Main Posts Background Image

Rabu, 06 April 2016

Kesempurnaan Menara Miring Syahbandar Jakarta

wisata-kota-jakarta


Menara Syahbandar dulunya adalah sebagai tempat untuk mengawasi lalu lintas kapal yang keluar masuk kota Batavia melalui jalur laut dan memungut pajak dari kegiatan bongkar muat barang di pelabuhan Sunda Kelapa. Menurut KBBI (Kamus Besar Bahasa Indonesia) Syahbandar berarti pegawai negeri yang mengepalai urusan pelabuhan, kepala pelabuhan.

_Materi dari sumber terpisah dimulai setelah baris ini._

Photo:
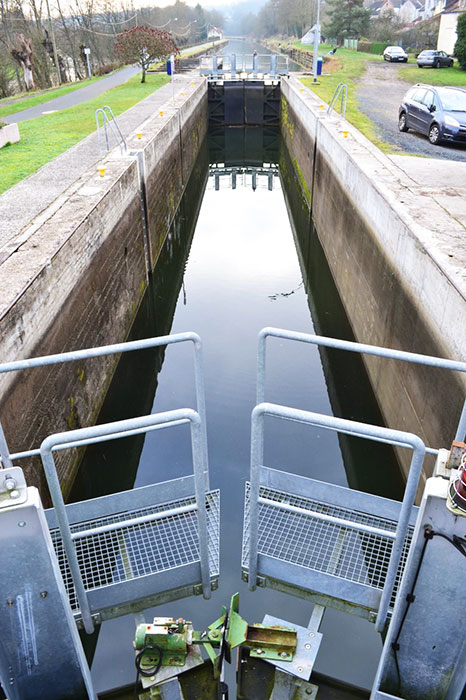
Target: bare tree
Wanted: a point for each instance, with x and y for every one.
(22, 53)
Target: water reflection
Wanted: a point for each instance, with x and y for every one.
(254, 261)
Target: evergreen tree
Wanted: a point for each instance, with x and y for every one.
(460, 46)
(347, 19)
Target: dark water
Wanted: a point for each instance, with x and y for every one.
(247, 258)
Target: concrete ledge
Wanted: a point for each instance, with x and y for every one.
(75, 276)
(397, 256)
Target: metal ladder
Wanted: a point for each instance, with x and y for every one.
(341, 91)
(109, 122)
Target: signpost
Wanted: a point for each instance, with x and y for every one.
(87, 51)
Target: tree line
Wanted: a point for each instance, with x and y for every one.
(45, 43)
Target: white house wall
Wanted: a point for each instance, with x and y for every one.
(447, 32)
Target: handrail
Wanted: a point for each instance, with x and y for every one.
(340, 425)
(338, 344)
(117, 348)
(342, 91)
(115, 129)
(115, 430)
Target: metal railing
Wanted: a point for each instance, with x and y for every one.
(341, 91)
(125, 428)
(363, 349)
(348, 427)
(271, 65)
(76, 355)
(109, 122)
(109, 431)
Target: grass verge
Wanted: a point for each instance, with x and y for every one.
(433, 76)
(27, 101)
(47, 136)
(347, 66)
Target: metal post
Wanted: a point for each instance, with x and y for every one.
(254, 65)
(199, 487)
(5, 461)
(461, 429)
(87, 52)
(316, 43)
(54, 45)
(350, 428)
(172, 63)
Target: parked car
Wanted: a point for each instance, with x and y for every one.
(395, 53)
(434, 59)
(438, 112)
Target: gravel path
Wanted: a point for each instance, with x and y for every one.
(380, 93)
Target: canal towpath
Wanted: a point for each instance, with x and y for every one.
(23, 202)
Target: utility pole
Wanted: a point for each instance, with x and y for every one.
(316, 43)
(52, 36)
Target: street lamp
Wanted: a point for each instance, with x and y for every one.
(316, 43)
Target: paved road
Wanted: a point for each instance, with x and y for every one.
(25, 200)
(73, 98)
(88, 92)
(380, 93)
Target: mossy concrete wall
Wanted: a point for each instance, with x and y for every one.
(78, 278)
(397, 259)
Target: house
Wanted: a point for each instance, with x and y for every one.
(407, 11)
(447, 35)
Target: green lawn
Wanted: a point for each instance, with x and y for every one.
(47, 136)
(432, 76)
(347, 66)
(32, 99)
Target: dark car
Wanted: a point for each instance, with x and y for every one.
(434, 59)
(438, 112)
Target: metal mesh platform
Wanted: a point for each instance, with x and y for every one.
(133, 551)
(302, 540)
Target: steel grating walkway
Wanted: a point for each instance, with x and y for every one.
(301, 540)
(126, 552)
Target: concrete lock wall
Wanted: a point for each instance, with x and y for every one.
(391, 249)
(79, 277)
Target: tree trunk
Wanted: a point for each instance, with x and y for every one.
(23, 56)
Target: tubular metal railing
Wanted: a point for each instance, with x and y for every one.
(107, 124)
(256, 64)
(350, 346)
(341, 91)
(103, 350)
(339, 425)
(125, 428)
(120, 429)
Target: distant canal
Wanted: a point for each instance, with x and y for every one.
(239, 258)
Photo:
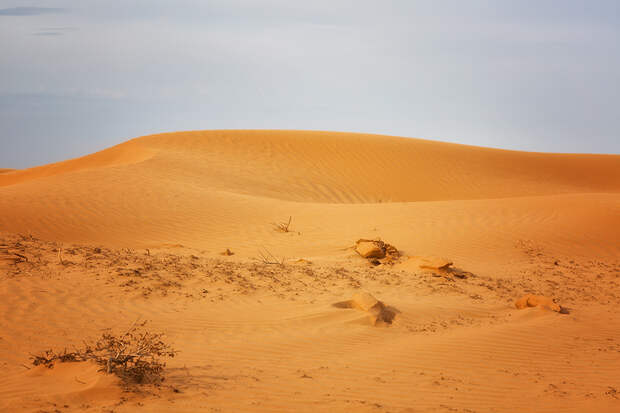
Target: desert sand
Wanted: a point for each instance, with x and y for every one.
(142, 227)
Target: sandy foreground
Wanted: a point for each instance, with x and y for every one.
(143, 225)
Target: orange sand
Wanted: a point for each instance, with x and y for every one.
(263, 337)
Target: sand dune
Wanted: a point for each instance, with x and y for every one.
(143, 226)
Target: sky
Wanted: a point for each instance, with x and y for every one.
(79, 76)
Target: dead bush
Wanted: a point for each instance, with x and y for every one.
(135, 356)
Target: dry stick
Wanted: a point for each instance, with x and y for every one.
(283, 227)
(118, 353)
(60, 255)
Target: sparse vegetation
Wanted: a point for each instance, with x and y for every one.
(283, 226)
(135, 356)
(267, 257)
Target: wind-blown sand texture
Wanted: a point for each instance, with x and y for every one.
(143, 225)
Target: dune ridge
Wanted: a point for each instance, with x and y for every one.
(348, 168)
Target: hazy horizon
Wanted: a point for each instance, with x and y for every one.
(77, 78)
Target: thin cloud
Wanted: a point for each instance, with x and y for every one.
(30, 11)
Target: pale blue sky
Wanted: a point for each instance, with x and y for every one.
(79, 76)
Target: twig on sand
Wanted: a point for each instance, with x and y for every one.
(267, 257)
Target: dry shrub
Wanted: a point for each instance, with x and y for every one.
(283, 226)
(135, 356)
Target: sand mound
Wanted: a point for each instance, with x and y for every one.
(377, 249)
(377, 311)
(531, 300)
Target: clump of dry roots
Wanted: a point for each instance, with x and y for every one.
(135, 356)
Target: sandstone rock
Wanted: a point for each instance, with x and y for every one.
(378, 312)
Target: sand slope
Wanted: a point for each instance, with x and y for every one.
(263, 337)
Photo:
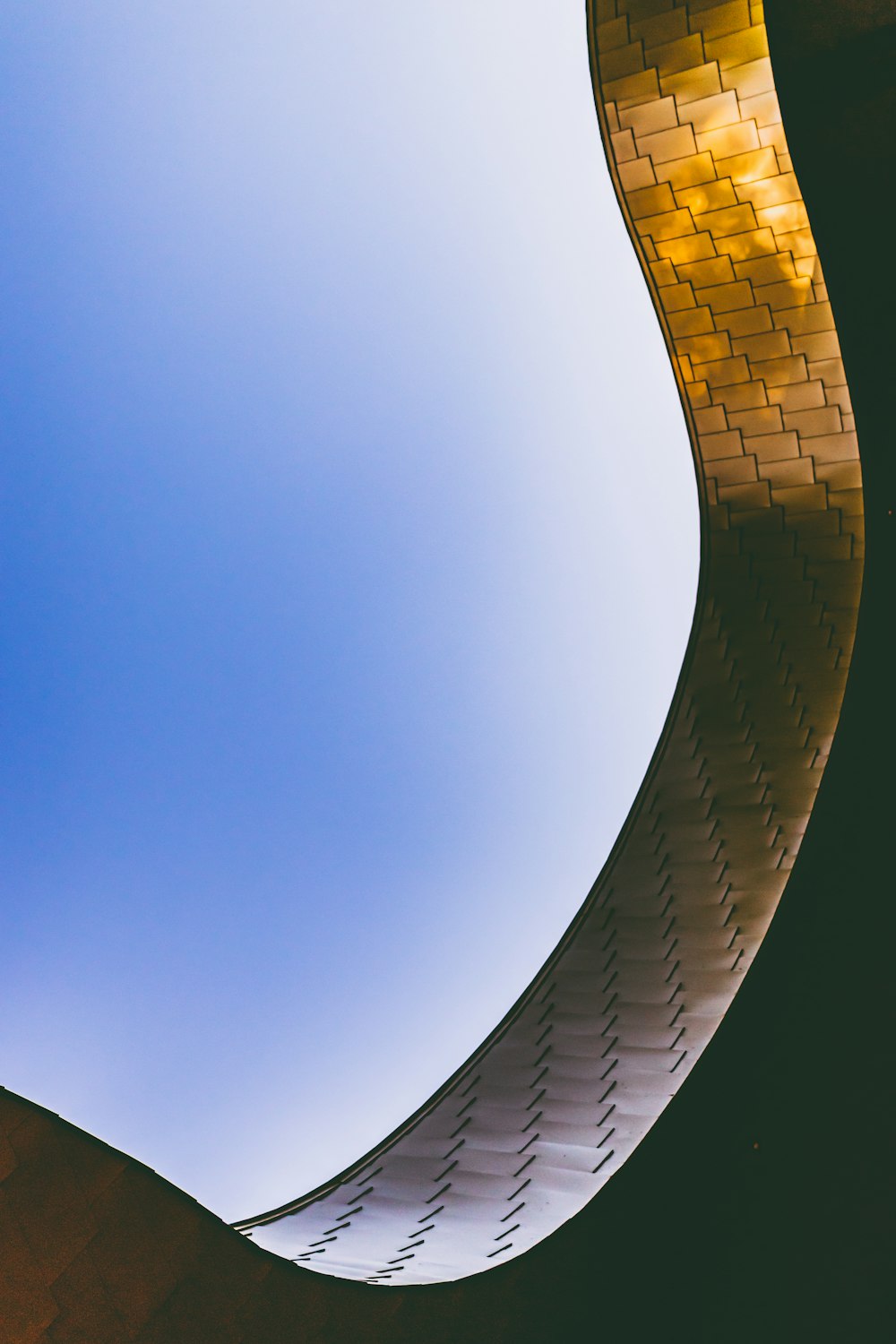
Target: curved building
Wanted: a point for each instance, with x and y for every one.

Sebelumya Menara ini digunakan sebagai Benteng pertahanan Belanda (Bastion) yang diberi nama Bastion Culemborg. Namun pada tahun 1808 Bastion Culemborg ini dihancurkan oleh Gubernur Jendral Daendels. Pada tahun 1839 kawasan Bastion Culemborg dibangun kembali sebuah Menara 3 lantai yang memiliki tinggi sekitar 18 meter, lebar 5 meter, dan panjang 10 meter. Sejak saat itu bangunan ini dialih fungsikan menjadi menara pengawasan bagi aktivitas warga Kota Batavia, karena letaknya yang sangat strategis.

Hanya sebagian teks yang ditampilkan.